To say that AI is the number one buzz word in legal at the moment is to say the least. But there is still a big uncertainty about what it actually is and what it can do. A general misconception seems to be that Artificial Intelligence is a single “thing”. It is not. It can be clause identification, anomaly detection, general due diligence review tools, cognitive systems, machine learning etc.
One of the AI-seminars at LegalTech focused on the use of machine-learning technology in due diligence reviews, where the tools help lawyers review large sets of material, looking for risks and pitfalls. The reason to use tools like Luminance, Kira, eBrevia and others is mainly to cut costs and increase efficiency, but inter aliaSvein Gerhard Simonnaes, BA-HR, and Steven ter Horst, Hothoff Buruma, pointed out other positive effects too. For example, it can be seen as more neutral to the transaction parties when the review is based on machine analysis rather than by one of the parties’ attorney. They both also stressed that, even though a tool is used to access the material in a different way, the end products to the clients has not really changed.
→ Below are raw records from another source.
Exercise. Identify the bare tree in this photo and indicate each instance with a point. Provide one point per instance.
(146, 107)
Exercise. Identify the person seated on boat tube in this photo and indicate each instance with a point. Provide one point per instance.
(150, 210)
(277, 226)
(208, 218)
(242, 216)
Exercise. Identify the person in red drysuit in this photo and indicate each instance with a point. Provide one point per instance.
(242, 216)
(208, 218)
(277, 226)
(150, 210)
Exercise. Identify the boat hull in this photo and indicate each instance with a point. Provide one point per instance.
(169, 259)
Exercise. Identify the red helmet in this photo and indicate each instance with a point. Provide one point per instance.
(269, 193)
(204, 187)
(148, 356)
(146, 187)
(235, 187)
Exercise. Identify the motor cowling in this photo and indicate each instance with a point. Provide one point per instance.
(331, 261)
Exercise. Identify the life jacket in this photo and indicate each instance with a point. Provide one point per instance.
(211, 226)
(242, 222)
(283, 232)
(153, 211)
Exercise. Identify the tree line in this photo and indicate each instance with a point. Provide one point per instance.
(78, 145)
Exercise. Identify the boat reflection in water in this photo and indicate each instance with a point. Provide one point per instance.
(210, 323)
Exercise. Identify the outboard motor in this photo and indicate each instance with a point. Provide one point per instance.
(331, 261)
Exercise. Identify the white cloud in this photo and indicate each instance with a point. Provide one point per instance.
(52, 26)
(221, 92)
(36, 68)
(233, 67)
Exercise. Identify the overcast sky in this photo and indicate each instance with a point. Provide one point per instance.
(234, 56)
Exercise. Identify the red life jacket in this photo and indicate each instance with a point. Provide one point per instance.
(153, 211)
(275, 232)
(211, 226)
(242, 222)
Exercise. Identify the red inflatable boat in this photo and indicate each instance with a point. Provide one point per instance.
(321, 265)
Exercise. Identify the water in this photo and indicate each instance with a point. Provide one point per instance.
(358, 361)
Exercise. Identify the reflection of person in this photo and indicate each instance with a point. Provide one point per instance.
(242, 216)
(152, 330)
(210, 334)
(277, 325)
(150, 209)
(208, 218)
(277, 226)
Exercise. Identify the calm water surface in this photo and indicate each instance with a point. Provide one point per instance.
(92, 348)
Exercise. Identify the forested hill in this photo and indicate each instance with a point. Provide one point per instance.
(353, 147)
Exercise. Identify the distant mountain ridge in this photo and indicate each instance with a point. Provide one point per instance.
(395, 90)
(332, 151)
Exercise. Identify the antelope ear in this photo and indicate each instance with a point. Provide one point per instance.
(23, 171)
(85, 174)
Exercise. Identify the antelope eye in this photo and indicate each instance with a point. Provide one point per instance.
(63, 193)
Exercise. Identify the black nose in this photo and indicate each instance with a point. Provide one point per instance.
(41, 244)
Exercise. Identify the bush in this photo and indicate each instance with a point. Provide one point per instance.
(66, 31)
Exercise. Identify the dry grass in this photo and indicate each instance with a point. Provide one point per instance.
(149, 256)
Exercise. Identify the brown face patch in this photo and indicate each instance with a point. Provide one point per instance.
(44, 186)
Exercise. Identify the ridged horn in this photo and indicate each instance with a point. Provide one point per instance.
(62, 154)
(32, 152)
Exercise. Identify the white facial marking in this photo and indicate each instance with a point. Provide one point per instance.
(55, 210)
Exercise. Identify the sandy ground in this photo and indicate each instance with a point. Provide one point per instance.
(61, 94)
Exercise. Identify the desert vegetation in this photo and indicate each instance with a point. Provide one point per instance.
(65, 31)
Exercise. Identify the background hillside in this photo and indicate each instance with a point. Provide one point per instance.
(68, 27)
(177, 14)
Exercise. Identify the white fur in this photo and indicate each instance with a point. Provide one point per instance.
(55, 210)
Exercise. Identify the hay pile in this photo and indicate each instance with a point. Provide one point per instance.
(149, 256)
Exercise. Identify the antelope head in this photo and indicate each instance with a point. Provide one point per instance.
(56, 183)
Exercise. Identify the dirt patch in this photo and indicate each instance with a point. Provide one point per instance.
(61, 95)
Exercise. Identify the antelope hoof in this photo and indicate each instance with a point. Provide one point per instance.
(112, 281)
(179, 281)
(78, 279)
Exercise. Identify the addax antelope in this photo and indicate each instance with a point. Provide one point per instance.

However, they have experienced questions regarding validation of the algorithms and how to ensure that the outcome is correct, when it is produced “within a black box”. As a wise person in the audience pointed out, what is more of a black box than the human brain? How can you control the exact decisioning and reasoning behind a human decision? If two lawyers look at the exact same problem, they will most likely reach different results without being able to explain the exact facts that accumulated to the decision. I.e. the alternative to the use of an AI tool is not perfection. If anything, AI makes reasoning more transparent. As quoted by Mark Twain, “Facts are stubborn, but statistics are more pliable.”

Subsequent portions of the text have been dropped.